Rock Album Review: Big Thief’s Latest — Among 2022’s Best Albums

By Paul Robicheau

Both experimental and welcoming, the double album proves more spontaneous in feel and expansive in style than past Big Thief outings.

Big Thief at the Newport Folk Festival in 2019. Photo: Paul Robicheau

Big Thief captivates under the quiet command of Adrianne Lenker, one of today’s most prolific and penetrating songwriters. The curious folk-rockers last dropped a pair of albums in 2019 before the singer/guitarist followed with two 2020 solo records, one of them just instrumental. So perhaps it shouldn’t surprise that Lenker and her bandmates stretched their pandemic horizons by recording a 20-song opus in the diverse rustic environs of upstate New York, California, Colorado, and Arizona.

Big Thief’s travels extended to the music beyond Lenker’s lyrical nods to nature on Dragon New Warm Mountain I Believe in You, sure to remain among 2022’s best albums. Signatures remain in Lenker’s childlike voice, curling into higher registers, and fellow guitarist Buck Meek’s role in their glassy, gnarly textures — if to a lesser extent this time. Both experimental and welcoming, the double album proves more spontaneous in feel and expansive in style than past Big Thief outings, ushered by drummer James Krivchenia’s unfussy production.
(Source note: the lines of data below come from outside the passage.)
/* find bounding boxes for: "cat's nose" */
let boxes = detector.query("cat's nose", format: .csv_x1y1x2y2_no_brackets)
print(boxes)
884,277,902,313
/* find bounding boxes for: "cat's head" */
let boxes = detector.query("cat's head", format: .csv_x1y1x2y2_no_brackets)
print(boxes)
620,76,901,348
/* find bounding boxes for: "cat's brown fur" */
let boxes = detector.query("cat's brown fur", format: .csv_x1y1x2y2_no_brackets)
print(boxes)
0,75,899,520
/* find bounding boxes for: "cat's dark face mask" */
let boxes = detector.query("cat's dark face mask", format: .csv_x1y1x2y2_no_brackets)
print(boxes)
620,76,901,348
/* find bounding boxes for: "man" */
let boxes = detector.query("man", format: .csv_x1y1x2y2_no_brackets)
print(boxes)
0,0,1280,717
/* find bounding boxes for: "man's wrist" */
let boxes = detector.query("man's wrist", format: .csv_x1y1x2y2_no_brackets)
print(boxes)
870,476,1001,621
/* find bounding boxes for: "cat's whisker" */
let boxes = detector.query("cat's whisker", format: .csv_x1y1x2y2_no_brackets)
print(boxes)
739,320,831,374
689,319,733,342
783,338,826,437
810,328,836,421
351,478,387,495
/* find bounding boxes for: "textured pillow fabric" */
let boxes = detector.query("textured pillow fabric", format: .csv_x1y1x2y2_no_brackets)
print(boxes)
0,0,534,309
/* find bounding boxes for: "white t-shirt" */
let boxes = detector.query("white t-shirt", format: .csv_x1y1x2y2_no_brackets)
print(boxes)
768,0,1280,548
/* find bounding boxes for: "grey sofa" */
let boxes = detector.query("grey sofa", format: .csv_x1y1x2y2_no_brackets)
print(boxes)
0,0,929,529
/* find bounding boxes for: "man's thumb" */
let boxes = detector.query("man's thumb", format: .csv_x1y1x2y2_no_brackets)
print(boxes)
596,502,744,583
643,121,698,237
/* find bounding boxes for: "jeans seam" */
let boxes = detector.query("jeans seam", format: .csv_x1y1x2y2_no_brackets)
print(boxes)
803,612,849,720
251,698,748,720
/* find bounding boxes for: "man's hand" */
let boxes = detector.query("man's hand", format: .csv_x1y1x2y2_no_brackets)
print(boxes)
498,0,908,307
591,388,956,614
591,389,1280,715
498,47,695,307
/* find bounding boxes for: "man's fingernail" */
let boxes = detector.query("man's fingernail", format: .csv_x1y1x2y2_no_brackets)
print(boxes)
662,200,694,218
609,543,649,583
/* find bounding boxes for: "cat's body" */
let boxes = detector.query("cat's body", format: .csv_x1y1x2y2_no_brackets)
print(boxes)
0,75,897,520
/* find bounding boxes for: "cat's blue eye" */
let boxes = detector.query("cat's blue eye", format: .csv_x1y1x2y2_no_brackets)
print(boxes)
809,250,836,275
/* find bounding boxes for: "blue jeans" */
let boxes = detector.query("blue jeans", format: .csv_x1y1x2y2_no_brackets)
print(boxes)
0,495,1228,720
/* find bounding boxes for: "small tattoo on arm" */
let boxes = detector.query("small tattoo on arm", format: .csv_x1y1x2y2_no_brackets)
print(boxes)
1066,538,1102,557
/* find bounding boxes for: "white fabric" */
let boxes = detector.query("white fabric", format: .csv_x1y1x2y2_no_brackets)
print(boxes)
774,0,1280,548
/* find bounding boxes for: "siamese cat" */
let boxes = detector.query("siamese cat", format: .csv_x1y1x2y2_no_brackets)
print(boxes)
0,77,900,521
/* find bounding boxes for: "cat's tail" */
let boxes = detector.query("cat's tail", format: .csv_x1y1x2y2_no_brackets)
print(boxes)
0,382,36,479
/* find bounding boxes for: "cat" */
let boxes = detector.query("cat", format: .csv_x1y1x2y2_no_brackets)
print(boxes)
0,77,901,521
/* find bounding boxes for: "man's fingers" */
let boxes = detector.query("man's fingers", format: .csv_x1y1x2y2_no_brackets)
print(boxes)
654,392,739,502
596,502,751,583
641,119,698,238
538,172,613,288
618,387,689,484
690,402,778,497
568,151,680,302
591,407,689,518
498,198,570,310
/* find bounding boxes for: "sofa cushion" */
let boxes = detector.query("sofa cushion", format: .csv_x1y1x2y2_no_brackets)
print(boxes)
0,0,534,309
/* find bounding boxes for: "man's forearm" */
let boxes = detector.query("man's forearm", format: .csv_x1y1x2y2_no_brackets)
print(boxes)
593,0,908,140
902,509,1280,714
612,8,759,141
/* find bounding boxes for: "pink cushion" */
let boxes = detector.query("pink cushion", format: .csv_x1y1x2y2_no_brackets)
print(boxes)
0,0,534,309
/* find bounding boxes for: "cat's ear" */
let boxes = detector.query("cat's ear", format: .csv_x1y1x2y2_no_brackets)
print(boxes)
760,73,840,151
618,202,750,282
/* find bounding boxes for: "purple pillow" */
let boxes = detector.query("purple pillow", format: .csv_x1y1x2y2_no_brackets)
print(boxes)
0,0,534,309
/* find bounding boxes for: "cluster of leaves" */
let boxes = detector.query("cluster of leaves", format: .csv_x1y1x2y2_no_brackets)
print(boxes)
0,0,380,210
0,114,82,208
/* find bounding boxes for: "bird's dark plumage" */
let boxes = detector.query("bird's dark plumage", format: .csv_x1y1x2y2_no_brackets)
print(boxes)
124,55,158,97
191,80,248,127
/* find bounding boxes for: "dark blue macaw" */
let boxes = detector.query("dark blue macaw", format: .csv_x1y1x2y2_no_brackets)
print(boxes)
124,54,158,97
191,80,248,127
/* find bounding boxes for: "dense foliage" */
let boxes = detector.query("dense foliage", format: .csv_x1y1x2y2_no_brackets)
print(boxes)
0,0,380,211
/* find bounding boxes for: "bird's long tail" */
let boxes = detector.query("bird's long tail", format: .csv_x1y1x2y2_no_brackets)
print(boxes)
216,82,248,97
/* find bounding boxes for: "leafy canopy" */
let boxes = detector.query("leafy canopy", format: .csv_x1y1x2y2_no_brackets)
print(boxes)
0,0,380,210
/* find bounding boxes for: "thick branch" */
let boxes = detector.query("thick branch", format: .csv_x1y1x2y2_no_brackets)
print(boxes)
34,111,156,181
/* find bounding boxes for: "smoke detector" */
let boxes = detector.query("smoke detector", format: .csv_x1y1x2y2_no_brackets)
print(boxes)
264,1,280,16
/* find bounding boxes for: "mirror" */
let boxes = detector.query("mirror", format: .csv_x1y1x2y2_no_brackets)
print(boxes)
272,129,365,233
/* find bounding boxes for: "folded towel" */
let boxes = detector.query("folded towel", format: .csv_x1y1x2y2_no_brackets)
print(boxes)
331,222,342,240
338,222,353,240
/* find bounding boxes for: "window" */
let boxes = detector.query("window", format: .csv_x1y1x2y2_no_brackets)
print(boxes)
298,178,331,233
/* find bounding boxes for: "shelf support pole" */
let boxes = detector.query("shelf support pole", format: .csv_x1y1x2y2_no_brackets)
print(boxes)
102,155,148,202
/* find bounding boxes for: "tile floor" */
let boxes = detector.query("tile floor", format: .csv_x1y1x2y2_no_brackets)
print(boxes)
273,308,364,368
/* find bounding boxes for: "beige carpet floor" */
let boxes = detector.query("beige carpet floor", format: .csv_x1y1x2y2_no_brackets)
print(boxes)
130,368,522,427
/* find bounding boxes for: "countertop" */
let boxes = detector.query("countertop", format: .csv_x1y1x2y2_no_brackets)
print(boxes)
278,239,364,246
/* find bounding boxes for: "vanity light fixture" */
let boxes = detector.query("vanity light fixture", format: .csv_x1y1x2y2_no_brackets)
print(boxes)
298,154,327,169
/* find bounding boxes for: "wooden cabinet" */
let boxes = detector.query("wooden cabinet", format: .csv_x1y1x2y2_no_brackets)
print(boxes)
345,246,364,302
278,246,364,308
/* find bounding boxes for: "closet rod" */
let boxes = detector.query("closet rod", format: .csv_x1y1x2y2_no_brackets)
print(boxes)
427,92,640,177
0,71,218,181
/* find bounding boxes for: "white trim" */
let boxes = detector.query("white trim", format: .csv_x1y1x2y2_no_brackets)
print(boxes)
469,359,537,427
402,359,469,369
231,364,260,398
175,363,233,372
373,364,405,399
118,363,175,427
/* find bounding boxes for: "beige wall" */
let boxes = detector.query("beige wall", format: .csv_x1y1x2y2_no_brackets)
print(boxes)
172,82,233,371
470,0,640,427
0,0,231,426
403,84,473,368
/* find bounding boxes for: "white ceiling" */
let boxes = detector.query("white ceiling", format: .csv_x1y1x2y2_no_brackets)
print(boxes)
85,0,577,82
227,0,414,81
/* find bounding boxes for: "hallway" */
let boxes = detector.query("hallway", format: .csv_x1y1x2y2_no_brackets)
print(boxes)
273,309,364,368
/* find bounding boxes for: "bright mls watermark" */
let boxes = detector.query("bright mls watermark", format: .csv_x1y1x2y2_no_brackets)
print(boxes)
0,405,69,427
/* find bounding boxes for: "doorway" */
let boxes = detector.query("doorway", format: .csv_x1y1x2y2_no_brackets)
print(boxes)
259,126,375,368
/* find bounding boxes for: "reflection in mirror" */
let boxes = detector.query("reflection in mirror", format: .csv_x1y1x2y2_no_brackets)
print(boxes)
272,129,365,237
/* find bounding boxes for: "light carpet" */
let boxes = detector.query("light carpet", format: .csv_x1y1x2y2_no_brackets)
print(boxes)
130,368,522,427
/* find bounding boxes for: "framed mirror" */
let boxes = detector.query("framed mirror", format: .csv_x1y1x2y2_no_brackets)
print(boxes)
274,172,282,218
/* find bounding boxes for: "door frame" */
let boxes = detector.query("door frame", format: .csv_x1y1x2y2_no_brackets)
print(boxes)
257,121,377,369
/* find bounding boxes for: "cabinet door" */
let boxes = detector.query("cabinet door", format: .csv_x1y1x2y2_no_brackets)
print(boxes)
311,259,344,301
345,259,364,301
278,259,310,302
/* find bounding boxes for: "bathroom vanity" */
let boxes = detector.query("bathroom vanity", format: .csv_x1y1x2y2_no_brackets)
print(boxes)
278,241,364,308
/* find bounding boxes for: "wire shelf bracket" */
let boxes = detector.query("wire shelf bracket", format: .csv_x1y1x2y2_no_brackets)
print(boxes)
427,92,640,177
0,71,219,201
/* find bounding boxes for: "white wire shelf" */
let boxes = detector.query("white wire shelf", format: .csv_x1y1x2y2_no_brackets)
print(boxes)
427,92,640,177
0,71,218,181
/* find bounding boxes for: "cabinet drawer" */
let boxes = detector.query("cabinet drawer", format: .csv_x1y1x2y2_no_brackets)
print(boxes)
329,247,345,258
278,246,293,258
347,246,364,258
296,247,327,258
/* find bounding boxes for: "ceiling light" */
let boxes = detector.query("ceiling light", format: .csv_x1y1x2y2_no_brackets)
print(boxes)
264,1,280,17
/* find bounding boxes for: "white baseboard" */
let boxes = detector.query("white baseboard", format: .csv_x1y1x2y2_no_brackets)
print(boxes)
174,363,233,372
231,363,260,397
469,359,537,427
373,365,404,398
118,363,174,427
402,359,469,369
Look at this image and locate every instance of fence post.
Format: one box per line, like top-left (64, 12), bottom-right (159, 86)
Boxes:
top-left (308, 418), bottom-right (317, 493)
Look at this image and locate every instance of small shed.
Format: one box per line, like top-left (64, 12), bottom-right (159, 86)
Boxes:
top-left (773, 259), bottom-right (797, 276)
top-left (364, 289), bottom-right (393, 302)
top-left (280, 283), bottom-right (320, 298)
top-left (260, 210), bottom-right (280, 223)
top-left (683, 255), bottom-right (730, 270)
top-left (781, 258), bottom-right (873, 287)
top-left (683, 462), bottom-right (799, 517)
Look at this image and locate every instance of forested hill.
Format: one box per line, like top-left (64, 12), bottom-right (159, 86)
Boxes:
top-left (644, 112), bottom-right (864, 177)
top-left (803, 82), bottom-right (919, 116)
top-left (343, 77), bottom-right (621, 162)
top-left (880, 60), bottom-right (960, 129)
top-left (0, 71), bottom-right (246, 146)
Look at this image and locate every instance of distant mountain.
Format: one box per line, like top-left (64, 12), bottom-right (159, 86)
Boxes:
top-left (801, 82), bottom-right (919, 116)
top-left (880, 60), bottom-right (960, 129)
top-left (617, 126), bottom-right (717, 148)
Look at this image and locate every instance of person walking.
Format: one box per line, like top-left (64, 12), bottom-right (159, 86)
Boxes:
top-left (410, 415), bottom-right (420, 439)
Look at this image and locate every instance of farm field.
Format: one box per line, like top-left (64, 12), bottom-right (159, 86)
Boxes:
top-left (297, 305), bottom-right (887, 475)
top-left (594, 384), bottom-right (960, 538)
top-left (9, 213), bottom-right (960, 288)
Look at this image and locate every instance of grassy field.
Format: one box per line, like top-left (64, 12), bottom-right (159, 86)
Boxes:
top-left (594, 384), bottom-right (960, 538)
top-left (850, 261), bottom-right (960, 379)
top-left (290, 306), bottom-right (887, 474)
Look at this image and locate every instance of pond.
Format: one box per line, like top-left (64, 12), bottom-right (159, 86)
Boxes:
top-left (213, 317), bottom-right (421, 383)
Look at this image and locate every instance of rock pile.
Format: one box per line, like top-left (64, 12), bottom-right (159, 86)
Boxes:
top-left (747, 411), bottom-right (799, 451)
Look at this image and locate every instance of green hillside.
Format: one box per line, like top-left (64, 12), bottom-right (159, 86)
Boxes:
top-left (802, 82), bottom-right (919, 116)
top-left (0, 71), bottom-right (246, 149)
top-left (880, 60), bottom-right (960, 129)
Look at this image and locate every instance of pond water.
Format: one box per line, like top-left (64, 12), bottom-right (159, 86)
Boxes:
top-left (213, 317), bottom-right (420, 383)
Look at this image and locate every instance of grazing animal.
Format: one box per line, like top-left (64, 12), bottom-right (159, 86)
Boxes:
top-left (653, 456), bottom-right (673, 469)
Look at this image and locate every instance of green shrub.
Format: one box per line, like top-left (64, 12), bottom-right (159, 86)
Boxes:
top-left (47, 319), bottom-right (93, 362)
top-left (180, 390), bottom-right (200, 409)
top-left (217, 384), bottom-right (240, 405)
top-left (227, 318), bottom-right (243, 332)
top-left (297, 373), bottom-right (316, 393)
“Change” aptly opens the album in the stark, somber vein that Big Thief often mines. “Change, like the sky, like the leaves, like a butterfly,” Lenker muses. “Would you live forever, never die, while everything around passes?”

The next track, “Time Escaping,” signals the metamorphosis with card-muted guitar strings conjuring a kalimba-like melodic flow reminiscent of the Grateful Dead’s “Fire on the Mountain.” Juxtaposition continues as guest Mat Davidson’s sawed fiddle introduces “Spud Infinity.” Lenker gets punchy about potatoes and freedom for “the celestial body” before the country-flavored tune rolls into a marching drum coda topped by the boing of her brother Noah’s jaw harp.

Cover art for Dragon New Warm Mountain I Believe in You.

Her vocals often rise and fall as Lenker steadily unspools lyrics in soft cadences. Take “Sparrow,” her view on the Biblical fate of Eve, guided by the snake and “poison” apple. “I wish I’d have spoken to call her,” Lenker sings. “Before she found fabric to shawl her. Breasts bound and burdened with fiber.”

At other times, the music changes Lenker’s vocal approach. The ghostly title track finds her floating into Kate Bush range, while the center of the album drops into shrouded dream-pop, where the jangly “Little Things” and shard-tinged “Flower of Evil” subtly evoke shoegaze-era bands like Lush or the Cure.

The well-named “Blurred View” goes further down the sonic hole. Lenker hugs that gauzy cycle with hushed refrains over Krivchenia’s eerie synth wobble and Max Orleartchik’s pulsing fretless bass. Then “Red Moon” shifts back to fiddle-wound Americana, with Lenker giving a joyous shout-out to her grandma and breaking into a round of whistling.

At 80 minutes in length, Dragon New Warm Mountain I Believe in You requires time to fully appreciate its nooks and crannies. The back end of the record contains some of its most straightforward and accessible tunes. The perky “Wake Me Up to Drive” (a common phrase for touring indie-rockers) rides a percolating drum machine, while “No Reason” elicits a campfire-style chorus and a breezy flute solo from Rich Hardy, a former Carole King sideman who Big Thief heard playing in a Rockies lookout tower. “Come together for a moment, look around and dissolve,” Lenker sings. “Like a feeling, like a flash, like a fallen eyelash, on your sweater, threading future from the past.”

Lenker also blurs her band and solo identities with fingerpicked solo acoustic tracks “Promise is a Pendulum” and “The Only Place,” a sweetly existential love song where she resolves “The only place that matters is by your side.”

Then the jazzy honky-tonk of “Blue Lightning” closes the band’s fifth album with Lenker coming full circle to a realization: “Yeah, I wanna live forever ’til I die.” As the song fades out, another voice breaks the studio silence. “OK, what should we do now?” In the case of Big Thief, anticipation only grows for the next horizon.

Big Thief plays Roadrunner on April 13.


Paul Robicheau served more than 20 years as contributing editor for music at the Improper Bostonian in addition to writing and photography for the Boston Globe, Rolling Stone, and many other publications. He was also the founding arts editor of Boston Metro.